Government finances may also benefit from a proportion of high-denomination notes not being traded.
The discontinuation of the large denomination notes has led to a short-term disruption in India’s economy. The withdrawal of bank notes has created a cash crunch, with the time spent queuing up outside banks affecting general productivity. Following the announcement, the consumers have not had the cash to complete purchases, and there have been reports of supply chains being disrupted. Also, farmers incapable to buy seeds and fertiliser for the sowing season.
This move by the government could also affect sectors that rely on cash transactions and have a negative impact on bank asset quality. Most importantly, demonetizations is a one-off event. People that operate in the informal sector will still be able to use the new high-denomination bills and other options like gold to store their wealth.
6. HSBC report:
Positive: “If the government follows up with a spate of reforms, gains can be immense, as the parallel economy moves towards official. As the saying goes, ‘well begun is half done’. But the other half needs work,”.
Negative: India’s economic growth is expected to fall by up to 1 percentage points over the next 12 months in the wake of demonetisation, while longer-term gains will depend on follow-up reforms. Using the cash elasticity of GDP, we estimate that over a year, economic growth can fall by 0.7-1.0 percentage points, with the maximum impact in the immediate two quarters, which will see a large contraction in ‘effective’ money supply.
7. Morgan Stanley:
Ridham Desai, managing director, Morgan Stanley India in interview with Reporters said:
Positive: Demonetization will go a long way in cleaning up India and making corruption more difficult, and will be a boost to long-term growth. This will bring about formalization of the Indian economy.
The near-term impact is likely to be negative as India is a very cash-intensive economy—about 12-13percent of India’s GDP (gross domestic product) is cash, and it has not gone as electronic as it ought to and, maybe, this move will force more electronic transactions. Therefore, it is a step in the right direction, despite the negative near-term impact. Replacing $220 billion in cash is not an overnight affair.
Negative: He said,” estimates of unaccounted money lying in cash may be an exaggeration. “To me, a lot of India’s unaccounted income sits in assets, and cash is largely in trade and used for transactions. It is not used to store unaccounted money—it is not a store of value”.
8. Crisil Report:
Positive: The move will have a transitory impact on the Gross Domestic Product (GDP) in a short run and will bring structural benefits to the country’s economy in the long run.
Demonetization can benefit the economy by improving government’s fiscal position, ameliorating (improve) tax to GDP ratio, treading down inflation and driving jobs and income.
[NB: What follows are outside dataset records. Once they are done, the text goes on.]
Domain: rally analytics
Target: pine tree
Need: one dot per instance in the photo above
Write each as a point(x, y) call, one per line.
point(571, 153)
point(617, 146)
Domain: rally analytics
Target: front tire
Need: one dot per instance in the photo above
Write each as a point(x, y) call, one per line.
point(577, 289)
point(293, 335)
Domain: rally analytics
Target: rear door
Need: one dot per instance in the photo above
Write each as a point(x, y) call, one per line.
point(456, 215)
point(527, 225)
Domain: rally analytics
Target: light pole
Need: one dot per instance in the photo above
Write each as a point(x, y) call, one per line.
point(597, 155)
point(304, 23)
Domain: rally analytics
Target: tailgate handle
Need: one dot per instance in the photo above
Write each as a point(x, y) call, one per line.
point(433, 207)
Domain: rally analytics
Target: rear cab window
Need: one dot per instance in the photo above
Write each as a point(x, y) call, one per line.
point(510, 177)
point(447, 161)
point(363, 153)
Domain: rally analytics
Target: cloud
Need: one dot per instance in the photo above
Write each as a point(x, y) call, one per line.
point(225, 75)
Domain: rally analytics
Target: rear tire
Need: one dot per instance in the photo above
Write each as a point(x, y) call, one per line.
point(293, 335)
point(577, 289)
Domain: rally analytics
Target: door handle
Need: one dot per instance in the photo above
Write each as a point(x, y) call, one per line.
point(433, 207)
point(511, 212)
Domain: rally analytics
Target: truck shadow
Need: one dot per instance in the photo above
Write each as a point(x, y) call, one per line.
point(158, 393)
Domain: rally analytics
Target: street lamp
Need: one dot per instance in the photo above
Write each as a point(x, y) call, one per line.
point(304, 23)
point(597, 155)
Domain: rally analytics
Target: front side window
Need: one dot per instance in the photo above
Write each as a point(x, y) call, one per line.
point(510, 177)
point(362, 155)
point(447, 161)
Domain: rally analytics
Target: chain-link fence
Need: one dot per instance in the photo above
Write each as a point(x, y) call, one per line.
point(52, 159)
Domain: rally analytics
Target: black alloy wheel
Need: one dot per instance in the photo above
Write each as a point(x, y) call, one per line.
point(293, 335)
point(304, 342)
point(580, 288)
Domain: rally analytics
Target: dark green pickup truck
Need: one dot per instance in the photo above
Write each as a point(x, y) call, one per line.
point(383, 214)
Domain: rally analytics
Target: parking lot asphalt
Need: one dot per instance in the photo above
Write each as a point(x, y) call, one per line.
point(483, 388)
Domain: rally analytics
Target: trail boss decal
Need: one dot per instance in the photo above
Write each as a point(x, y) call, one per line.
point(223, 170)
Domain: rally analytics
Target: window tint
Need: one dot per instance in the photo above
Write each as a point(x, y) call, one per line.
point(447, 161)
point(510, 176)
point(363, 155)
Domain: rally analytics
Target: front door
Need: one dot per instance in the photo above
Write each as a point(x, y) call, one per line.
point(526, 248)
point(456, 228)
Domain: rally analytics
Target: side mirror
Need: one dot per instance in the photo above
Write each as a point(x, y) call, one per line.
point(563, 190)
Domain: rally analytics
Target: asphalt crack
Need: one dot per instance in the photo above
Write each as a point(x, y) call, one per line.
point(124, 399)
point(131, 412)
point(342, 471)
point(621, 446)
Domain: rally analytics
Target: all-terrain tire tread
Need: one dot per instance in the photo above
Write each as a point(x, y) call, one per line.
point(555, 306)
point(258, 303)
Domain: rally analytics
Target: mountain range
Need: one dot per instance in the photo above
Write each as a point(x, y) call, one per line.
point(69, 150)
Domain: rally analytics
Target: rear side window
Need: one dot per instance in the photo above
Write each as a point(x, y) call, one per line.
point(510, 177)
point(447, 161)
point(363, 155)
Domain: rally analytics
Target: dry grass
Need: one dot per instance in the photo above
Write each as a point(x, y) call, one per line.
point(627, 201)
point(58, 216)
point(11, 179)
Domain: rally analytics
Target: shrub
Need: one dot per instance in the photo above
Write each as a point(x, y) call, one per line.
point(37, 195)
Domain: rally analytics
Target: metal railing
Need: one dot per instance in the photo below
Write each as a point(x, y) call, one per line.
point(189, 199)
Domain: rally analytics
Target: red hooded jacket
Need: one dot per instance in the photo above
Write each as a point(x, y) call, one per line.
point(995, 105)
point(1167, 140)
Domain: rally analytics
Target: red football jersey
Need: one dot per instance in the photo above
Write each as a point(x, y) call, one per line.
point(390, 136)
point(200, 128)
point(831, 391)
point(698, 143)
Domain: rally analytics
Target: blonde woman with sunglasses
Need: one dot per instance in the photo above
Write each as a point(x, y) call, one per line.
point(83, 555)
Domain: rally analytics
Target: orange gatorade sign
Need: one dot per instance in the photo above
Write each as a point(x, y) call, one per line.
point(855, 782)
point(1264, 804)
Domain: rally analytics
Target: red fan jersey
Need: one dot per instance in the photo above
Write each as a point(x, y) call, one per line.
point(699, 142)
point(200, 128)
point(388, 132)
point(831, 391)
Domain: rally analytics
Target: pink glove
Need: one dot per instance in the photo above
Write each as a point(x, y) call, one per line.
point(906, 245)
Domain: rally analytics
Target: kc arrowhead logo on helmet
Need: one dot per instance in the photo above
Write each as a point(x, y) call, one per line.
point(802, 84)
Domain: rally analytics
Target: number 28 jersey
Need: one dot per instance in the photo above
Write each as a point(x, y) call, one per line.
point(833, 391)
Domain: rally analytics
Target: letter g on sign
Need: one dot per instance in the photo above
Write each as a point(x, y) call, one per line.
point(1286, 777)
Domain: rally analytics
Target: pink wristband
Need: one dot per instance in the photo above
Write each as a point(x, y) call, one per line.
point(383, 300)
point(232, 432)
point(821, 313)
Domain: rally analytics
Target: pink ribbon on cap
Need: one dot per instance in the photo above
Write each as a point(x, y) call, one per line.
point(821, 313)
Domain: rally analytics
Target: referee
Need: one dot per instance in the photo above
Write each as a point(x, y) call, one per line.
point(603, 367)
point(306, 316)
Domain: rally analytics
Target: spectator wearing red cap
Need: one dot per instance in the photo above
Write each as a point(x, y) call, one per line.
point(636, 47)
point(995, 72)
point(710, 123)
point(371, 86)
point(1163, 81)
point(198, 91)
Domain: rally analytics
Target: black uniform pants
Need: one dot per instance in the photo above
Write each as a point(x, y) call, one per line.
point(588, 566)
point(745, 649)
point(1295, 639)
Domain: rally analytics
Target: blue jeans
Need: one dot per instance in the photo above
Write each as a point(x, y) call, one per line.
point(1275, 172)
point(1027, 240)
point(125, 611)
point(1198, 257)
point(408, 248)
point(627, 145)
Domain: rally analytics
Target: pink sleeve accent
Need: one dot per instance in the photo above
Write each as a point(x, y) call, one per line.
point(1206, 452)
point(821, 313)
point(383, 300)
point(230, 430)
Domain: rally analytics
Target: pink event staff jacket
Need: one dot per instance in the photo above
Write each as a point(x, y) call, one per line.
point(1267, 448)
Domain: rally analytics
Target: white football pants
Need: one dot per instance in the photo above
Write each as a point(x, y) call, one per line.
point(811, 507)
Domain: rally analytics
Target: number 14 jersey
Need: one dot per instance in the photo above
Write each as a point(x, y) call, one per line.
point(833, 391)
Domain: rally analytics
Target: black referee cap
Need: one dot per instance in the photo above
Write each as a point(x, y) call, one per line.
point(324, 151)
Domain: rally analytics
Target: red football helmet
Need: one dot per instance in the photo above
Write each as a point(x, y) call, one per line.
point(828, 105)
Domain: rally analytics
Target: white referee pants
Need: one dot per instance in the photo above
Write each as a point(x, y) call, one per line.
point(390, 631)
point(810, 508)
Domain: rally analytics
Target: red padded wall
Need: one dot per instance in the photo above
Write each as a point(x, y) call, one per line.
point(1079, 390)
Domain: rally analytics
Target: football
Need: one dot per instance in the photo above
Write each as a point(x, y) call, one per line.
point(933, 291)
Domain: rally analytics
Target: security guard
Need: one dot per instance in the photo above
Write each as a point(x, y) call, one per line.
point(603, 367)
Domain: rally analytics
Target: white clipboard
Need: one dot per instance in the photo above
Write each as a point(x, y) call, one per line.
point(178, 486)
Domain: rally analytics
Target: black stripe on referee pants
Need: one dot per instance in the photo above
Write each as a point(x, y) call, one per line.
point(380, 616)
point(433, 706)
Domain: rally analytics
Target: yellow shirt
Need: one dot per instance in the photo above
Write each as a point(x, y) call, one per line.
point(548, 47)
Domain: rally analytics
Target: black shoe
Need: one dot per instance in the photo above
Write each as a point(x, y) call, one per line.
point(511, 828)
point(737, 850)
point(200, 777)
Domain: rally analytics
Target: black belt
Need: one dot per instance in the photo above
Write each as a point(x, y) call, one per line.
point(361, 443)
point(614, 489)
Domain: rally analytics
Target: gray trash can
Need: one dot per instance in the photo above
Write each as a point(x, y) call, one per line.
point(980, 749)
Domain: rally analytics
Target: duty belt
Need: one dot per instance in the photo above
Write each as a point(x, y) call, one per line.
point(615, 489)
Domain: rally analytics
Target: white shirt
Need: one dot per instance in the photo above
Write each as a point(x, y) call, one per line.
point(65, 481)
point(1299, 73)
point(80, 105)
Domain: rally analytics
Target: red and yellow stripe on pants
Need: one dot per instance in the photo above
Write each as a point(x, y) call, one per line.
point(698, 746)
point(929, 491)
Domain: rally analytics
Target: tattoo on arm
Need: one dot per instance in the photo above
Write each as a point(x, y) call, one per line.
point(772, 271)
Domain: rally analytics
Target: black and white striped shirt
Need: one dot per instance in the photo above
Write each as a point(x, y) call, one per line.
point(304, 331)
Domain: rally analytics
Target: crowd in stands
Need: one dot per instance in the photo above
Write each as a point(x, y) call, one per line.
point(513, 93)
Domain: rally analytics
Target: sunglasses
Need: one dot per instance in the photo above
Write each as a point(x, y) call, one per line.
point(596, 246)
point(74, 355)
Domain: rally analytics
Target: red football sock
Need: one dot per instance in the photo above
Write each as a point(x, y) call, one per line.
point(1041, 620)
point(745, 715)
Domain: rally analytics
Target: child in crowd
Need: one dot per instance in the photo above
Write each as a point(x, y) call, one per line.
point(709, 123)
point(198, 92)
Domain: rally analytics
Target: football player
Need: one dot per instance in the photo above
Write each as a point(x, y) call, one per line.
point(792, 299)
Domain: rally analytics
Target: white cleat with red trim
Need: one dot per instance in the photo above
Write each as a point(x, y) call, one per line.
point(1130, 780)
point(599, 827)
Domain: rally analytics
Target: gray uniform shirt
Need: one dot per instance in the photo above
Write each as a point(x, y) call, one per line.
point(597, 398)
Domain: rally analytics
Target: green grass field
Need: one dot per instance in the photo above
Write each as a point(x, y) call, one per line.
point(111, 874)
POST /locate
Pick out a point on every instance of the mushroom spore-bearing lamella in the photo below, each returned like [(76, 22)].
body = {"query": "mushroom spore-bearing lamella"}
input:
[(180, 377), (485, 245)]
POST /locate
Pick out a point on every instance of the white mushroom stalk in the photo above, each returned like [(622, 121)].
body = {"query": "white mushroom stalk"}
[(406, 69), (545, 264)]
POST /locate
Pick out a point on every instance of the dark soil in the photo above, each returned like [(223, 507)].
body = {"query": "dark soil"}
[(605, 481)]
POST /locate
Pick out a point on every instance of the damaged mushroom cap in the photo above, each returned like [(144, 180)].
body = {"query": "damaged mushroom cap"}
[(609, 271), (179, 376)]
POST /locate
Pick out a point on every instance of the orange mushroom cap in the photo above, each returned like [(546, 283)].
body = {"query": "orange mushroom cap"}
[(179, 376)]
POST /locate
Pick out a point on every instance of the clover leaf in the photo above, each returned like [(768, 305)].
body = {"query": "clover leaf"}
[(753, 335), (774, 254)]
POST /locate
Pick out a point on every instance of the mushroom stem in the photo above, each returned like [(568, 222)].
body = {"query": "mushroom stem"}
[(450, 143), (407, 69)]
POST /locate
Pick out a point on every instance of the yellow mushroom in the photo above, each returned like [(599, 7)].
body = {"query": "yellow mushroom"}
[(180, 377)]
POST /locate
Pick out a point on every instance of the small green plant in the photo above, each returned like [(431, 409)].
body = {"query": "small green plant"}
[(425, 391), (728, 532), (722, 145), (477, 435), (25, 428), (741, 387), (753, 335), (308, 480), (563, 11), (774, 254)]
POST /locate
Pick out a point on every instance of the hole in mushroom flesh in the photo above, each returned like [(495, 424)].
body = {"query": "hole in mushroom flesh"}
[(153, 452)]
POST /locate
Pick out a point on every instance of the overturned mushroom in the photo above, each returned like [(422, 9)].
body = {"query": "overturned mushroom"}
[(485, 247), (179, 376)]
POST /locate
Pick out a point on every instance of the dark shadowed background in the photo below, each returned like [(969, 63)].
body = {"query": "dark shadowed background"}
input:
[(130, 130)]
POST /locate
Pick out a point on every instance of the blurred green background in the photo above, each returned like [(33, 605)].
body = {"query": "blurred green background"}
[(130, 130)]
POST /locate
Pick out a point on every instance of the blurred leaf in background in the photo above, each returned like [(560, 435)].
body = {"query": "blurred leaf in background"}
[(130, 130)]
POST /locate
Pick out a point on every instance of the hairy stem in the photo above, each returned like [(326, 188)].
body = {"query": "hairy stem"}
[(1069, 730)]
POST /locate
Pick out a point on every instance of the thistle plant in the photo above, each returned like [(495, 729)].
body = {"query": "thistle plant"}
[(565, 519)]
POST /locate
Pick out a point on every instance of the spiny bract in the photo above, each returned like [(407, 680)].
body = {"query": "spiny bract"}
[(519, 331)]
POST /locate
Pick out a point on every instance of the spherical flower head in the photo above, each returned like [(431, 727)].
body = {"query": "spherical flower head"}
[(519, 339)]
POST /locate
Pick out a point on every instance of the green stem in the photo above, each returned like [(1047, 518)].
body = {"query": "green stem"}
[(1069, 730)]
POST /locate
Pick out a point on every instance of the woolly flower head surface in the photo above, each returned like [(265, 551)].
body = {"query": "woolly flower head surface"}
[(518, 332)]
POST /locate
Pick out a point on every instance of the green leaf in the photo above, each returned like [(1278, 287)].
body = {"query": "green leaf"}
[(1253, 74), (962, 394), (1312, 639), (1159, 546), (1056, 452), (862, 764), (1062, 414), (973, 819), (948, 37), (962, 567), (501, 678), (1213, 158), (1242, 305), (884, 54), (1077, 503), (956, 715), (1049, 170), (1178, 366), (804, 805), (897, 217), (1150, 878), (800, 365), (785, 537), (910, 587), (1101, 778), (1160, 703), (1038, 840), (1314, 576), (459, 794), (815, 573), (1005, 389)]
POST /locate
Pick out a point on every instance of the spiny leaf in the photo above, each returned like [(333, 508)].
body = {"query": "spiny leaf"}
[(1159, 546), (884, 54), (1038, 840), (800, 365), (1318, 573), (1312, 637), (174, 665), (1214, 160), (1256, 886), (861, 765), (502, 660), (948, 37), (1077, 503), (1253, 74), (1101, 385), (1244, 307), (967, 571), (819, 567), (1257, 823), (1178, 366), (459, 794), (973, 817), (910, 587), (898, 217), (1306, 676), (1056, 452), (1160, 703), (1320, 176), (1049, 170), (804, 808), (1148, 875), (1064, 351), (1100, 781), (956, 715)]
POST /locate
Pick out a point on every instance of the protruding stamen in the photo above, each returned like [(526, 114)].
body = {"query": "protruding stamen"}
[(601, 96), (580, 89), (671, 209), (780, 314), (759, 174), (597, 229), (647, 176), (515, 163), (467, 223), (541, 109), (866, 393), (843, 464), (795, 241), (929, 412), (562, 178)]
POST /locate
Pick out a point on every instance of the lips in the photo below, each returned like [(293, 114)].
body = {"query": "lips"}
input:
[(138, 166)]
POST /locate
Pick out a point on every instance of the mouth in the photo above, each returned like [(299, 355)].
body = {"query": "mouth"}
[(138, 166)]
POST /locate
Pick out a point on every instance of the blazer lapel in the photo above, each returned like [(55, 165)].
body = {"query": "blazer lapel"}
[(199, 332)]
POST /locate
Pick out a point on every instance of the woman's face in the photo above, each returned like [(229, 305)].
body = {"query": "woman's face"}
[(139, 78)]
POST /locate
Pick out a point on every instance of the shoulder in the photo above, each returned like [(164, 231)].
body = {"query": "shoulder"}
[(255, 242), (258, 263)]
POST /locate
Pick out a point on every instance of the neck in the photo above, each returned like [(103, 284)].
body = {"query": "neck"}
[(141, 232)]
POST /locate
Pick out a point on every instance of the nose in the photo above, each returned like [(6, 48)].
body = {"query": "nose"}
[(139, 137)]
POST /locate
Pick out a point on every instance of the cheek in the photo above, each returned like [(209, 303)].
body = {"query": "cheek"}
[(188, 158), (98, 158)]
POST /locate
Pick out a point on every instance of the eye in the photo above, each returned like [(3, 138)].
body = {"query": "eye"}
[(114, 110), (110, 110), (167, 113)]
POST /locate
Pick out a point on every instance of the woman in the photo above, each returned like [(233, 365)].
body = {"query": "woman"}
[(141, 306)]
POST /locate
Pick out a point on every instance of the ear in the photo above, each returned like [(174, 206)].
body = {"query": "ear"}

The move will have a direct positive impact on tax revenue collection and will improve government’s ability to spend on infrastructure. The cash, currently unaccounted for, will be brought into the banking system for exchange and will eventually be taxed. Declaration of unaccounted income due to demonetisation will be taxed at a rate of 30 to 120 percent, depending on the source. In a long run, the effect on inflation will be neutral.
Negative: The shortage of cash will negatively affect demand in cash intensive sectors such as housing, food and transport. This will exert downward pressure on inflation in a short run.